Stanbic IBTC Bank’ Purchasing Managers’ Index (PMI) report said business activities in the Nigerian private sector were broadly stable in August.
The headline PMI ticked up to 49.9 in August from 49.2 in July but remained just below the 50.0 no-change mark and signalled a broadly stable picture for business conditions in the Nigerian private sector.
The report noted that “although new orders returned to growth, the rate of expansion was only modest and insufficient to result in a rise in business activity, which fell fractionally. Employment continued to increase, however, as firms worked through outstanding business at a faster pace.
“Companies continued to contend with sharply rising input costs, with the rate of inflation quickening since July. In turn, firms increased their own selling prices at a faster pace.”
It explained that “the stagnation in overall operating conditions was in line with the trend in business activity, which decreased fractionally for the second consecutive month. Companies reported that demand remained muted amid strong inflationary pressures, but there were some signs of encouragement as new orders returned to growth.”
Speaking, the head of Equity Research West Africa at Stanbic IBTC Bank, Muyiwa Oni said “the stagnation in overall operating conditions was in line with the trend in business activity; Nigerian companies posted a fractional reduction in business activity during August, as was the case in July.”

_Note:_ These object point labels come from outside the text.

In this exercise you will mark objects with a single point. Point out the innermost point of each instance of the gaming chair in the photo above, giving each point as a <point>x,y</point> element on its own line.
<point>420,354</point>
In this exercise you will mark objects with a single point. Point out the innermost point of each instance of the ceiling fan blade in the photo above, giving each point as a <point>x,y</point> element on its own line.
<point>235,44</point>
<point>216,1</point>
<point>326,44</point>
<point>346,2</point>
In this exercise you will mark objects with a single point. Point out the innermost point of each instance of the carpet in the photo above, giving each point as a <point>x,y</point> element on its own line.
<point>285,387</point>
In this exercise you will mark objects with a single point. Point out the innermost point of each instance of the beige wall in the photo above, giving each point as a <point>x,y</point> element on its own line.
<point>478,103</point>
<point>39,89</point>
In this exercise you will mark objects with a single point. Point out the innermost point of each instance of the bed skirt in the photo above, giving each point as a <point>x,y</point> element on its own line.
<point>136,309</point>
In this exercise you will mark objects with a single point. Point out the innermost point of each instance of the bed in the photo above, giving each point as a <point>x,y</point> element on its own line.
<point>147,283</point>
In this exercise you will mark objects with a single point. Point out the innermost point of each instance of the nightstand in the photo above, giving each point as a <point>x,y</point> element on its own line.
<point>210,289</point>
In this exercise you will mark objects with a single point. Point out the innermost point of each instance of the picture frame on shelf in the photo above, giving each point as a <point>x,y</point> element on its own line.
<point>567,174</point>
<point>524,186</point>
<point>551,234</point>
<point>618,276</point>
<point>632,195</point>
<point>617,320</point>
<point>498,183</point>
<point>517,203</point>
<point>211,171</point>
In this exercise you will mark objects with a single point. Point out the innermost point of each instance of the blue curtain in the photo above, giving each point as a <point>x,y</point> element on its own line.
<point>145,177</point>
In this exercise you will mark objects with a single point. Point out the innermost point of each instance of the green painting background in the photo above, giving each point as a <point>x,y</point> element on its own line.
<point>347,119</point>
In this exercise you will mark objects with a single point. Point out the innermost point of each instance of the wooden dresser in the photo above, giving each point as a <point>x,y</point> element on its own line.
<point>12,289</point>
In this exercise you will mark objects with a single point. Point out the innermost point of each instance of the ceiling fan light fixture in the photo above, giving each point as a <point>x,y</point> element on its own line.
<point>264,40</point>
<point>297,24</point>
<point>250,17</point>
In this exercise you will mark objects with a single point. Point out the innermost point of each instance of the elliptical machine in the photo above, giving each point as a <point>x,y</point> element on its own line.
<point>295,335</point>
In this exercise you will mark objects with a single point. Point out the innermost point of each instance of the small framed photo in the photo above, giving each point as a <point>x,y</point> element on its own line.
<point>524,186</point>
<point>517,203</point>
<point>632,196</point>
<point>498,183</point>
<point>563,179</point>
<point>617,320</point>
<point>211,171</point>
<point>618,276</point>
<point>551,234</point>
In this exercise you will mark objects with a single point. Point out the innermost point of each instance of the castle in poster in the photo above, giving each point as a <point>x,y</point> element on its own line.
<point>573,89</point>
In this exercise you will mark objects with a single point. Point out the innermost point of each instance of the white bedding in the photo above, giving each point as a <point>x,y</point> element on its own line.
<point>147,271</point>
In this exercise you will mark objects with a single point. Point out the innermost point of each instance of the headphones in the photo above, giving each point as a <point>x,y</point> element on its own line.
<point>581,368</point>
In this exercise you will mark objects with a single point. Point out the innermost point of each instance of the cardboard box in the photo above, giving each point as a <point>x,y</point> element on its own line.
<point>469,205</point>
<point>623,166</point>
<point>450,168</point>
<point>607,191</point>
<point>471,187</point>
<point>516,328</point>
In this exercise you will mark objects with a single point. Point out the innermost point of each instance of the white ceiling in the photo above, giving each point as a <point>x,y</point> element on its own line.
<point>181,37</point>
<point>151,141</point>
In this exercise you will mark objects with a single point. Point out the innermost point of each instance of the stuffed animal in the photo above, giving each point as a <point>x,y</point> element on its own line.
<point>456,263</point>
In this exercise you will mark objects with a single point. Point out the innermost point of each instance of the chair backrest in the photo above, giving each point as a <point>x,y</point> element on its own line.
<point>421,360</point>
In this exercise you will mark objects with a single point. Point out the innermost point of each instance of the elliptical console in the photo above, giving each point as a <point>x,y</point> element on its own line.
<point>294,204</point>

He noted that “although a renewed expansion of sales led some companies to increase their output, others reported that demand remained weak amid marked cost pressures. Activity rose in the manufacturing and wholesale & retail categories but fell in agriculture and services.
“On purchase prices, respondents noted higher costs for materials, most notably animal feed and paper, while logistics and transportation were also a source of inflation amid higher fuel prices.”
According to him, some panellists noted the weakness in the USD/NGN pair. The rate of output price inflation also quickened to a five-month high in August as just under half of all respondents signalled a rise in charges. The increase in output prices reflected the pass-through of higher costs to customers.
“The Nigerian economy grew by 3.19 per cent year-on-year in Q2, 2024, from, as oil sector growth was almost doubled that of Q1, 2024, even as the non-oil sector flatlined at 2.80 per cent Y-o-Y, the same as in Q1, 2024. The lingering weakness in the non-oil sector continues to reflect elevated interest rates, persistent inflationary pressures, and local currency depreciation.
“Nonetheless, the contribution of information and communication (ICT) to the overall economic growth has been moderating since Q3, 2023. However, gains from the oil sector have been proven to be compensating, keeping the overall economy on a 2.5 to 3.2 per cent Y-o-Y growth path.”
For the second half of the year, Oni said “the anticipated moderation in headline inflation should provide some respite for domestic demand. However, elevated interest rates and local currency depreciation remain headwinds for the non-oil sector. Besides, weak growth in internet and telephone subscribers may continue to put a cap on the ICT’s growth, even with increased data traffic. Overall, we retain our 2024 growth forecast of 3.1 per cent.”